If your family earns less than $250,000 a year, a quarter million dollars a year, you will not see your taxes increased a single dime. I repeat: not one single dime.

I suppose US$250,000 is a lot of money if you live in Natchez, Mississippi. If you live in Manhattan, however, that US$250,000 doesn’t stretch nearly as far. And I suppose if you earn US$250,000 a year you probably came by it unethically or immorally, so any new taxes levied should be considered just punishment.

Give me a pen and I’ll show you how easily government programs and agencies can be cut. Starting with the FDA. By the time I’m done democrats and republicans will be fighting cage matches over the last dollar.

Real Madrid 0 – 1 Liverpool

Couldn’t have asked for a better result at the Bernabeu, especially with Gerrard on the bench, Torres still not 100 percent, and then all that crap concerning Rafa quitting gushing out of the gutters this morning.

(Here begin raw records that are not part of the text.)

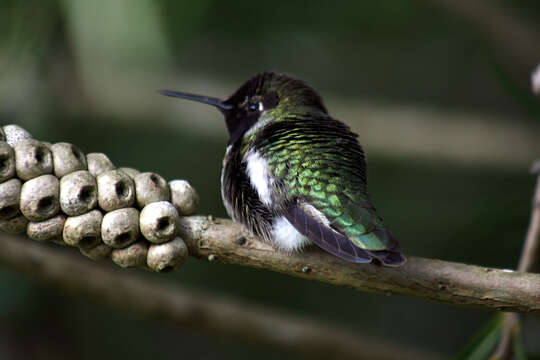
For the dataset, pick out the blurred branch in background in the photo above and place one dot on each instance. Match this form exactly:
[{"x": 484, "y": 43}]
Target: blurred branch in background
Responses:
[
  {"x": 204, "y": 312},
  {"x": 512, "y": 36},
  {"x": 527, "y": 263}
]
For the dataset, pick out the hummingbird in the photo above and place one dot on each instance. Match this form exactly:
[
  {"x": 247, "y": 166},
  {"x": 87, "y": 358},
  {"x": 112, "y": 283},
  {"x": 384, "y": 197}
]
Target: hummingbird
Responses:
[{"x": 294, "y": 175}]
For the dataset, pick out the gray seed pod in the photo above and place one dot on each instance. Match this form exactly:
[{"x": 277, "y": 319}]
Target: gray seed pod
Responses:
[
  {"x": 15, "y": 134},
  {"x": 120, "y": 228},
  {"x": 167, "y": 257},
  {"x": 10, "y": 192},
  {"x": 184, "y": 197},
  {"x": 39, "y": 198},
  {"x": 132, "y": 256},
  {"x": 115, "y": 190},
  {"x": 159, "y": 222},
  {"x": 98, "y": 163},
  {"x": 67, "y": 158},
  {"x": 131, "y": 172},
  {"x": 149, "y": 188},
  {"x": 32, "y": 159},
  {"x": 47, "y": 230},
  {"x": 83, "y": 231},
  {"x": 7, "y": 161},
  {"x": 78, "y": 193},
  {"x": 16, "y": 225},
  {"x": 98, "y": 252}
]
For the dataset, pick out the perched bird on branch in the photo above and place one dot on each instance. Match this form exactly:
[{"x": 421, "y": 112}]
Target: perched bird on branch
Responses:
[{"x": 293, "y": 175}]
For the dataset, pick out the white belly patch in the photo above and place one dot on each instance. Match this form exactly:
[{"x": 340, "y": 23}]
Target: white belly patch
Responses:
[
  {"x": 259, "y": 177},
  {"x": 286, "y": 237}
]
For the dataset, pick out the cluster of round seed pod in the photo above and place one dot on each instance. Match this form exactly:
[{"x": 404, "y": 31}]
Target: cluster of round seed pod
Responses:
[{"x": 56, "y": 193}]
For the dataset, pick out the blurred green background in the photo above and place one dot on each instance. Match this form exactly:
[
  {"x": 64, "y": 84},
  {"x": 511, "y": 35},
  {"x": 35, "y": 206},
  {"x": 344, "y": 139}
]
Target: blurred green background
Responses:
[{"x": 438, "y": 93}]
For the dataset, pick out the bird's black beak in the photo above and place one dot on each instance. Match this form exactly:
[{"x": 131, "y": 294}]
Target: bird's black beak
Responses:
[{"x": 218, "y": 103}]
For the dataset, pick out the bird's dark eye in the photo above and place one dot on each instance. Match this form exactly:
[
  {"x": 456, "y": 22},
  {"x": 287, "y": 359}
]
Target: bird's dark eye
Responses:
[{"x": 253, "y": 107}]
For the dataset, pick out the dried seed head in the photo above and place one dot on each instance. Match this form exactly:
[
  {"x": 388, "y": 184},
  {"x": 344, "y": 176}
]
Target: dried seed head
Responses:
[
  {"x": 98, "y": 163},
  {"x": 168, "y": 256},
  {"x": 115, "y": 190},
  {"x": 7, "y": 161},
  {"x": 67, "y": 158},
  {"x": 132, "y": 256},
  {"x": 15, "y": 134},
  {"x": 83, "y": 231},
  {"x": 32, "y": 159},
  {"x": 131, "y": 172},
  {"x": 39, "y": 198},
  {"x": 159, "y": 222},
  {"x": 184, "y": 197},
  {"x": 120, "y": 228},
  {"x": 46, "y": 230},
  {"x": 149, "y": 188},
  {"x": 10, "y": 192},
  {"x": 78, "y": 193},
  {"x": 98, "y": 252},
  {"x": 16, "y": 225}
]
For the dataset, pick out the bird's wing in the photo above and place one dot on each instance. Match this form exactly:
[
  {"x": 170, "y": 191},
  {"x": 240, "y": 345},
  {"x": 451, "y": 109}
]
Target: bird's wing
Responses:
[
  {"x": 324, "y": 237},
  {"x": 319, "y": 162}
]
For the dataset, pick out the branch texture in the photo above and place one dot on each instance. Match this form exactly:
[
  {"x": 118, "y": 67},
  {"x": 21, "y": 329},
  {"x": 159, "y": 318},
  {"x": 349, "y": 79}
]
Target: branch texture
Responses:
[
  {"x": 187, "y": 308},
  {"x": 454, "y": 283}
]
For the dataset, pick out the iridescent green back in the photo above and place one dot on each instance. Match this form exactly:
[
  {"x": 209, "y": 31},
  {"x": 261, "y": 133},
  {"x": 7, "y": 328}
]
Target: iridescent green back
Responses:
[{"x": 318, "y": 160}]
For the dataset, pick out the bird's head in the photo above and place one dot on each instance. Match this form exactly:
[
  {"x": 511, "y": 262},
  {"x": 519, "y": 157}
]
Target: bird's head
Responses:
[{"x": 264, "y": 98}]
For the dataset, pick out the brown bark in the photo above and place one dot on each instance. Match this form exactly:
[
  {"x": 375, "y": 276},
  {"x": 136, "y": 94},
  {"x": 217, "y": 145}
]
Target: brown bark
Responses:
[
  {"x": 454, "y": 283},
  {"x": 187, "y": 308}
]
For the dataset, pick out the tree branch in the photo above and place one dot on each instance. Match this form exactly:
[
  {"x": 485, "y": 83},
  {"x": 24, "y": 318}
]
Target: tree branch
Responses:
[
  {"x": 527, "y": 263},
  {"x": 197, "y": 310},
  {"x": 454, "y": 283}
]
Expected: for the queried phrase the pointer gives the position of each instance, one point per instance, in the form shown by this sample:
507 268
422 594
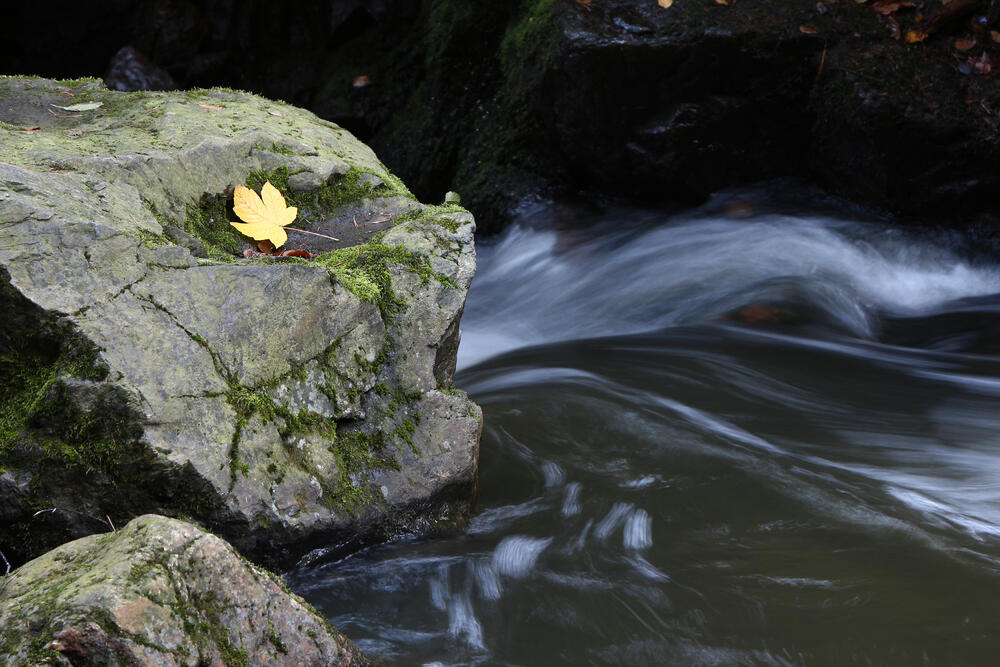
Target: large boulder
630 98
292 405
159 592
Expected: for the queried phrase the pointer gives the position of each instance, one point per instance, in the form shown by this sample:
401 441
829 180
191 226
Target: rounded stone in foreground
159 592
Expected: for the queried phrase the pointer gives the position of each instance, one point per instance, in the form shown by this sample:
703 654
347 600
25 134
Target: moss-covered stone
159 591
239 392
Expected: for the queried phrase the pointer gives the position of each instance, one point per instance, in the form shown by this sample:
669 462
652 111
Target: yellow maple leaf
264 217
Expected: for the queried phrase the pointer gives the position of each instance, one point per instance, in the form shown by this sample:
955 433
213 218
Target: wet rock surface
159 592
287 405
509 101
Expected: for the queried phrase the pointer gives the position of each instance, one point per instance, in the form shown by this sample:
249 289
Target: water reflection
813 481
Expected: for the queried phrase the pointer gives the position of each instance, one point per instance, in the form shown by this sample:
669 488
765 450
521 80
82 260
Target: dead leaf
265 216
886 7
893 25
88 106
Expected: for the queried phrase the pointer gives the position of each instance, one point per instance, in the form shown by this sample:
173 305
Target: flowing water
763 439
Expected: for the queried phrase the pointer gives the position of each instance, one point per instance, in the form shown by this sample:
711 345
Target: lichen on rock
259 397
150 594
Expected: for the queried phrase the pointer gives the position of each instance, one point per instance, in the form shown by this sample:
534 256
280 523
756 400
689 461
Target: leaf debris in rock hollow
265 216
88 106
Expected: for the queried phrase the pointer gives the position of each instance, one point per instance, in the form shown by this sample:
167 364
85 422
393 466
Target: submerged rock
288 405
159 592
633 99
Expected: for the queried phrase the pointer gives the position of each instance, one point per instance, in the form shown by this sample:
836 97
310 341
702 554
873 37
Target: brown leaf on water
887 7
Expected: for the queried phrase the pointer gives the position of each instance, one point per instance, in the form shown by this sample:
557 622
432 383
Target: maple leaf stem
302 231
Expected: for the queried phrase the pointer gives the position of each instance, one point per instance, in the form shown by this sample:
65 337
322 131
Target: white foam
516 556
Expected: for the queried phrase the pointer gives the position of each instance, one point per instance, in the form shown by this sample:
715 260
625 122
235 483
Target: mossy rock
238 392
159 592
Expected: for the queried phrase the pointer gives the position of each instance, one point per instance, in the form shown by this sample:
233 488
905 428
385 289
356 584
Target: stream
751 433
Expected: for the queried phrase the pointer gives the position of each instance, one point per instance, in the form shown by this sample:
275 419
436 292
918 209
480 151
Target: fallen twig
293 229
59 115
939 19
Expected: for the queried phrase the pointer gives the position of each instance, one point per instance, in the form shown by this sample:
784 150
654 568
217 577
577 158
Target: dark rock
281 404
159 592
185 240
130 69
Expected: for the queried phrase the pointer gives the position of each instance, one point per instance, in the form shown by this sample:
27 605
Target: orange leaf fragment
264 216
886 7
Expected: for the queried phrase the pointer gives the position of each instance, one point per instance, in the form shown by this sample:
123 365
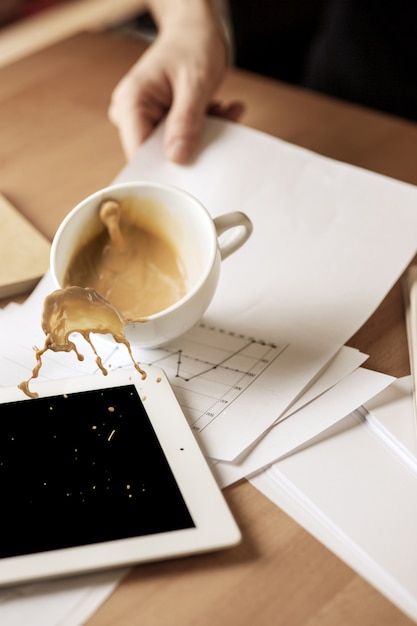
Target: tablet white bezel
215 527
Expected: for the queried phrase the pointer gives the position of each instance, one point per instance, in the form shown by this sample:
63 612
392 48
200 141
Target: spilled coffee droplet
77 310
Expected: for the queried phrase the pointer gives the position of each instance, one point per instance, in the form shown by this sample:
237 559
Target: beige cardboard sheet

The Champions League, sadly, is the last competition Liverpool have a real shot of winning this season. I doubt Real are looking forward to the return leg at Anfield.

Bring it on home redux

Once again, my Engerland makes me proud:

Initially, the ‘bring on the recession’ cheerleaders were from the environmentalist lobby. For them, a reduction in people’s spending power can only be a good thing, since it will mean having fewer cars on the road, fewer washing machines, fewer fridges and fewer cheap flights. Austerity should be welcomed because it will shrink people’s ‘carbon footprint’ and help tackle global warming. Some critics of this toxic green dogma have rightly pointed out that concerns for the environment merely provide a new intellectual justification for old-fashioned class snobbery.

I’m beginning to sense some of that bitterness, hatred, and envy for people with money here in the US and that’s a woeful thing, my yanqui friends. Or have you nowhere else to place your hatred in these post-racial times?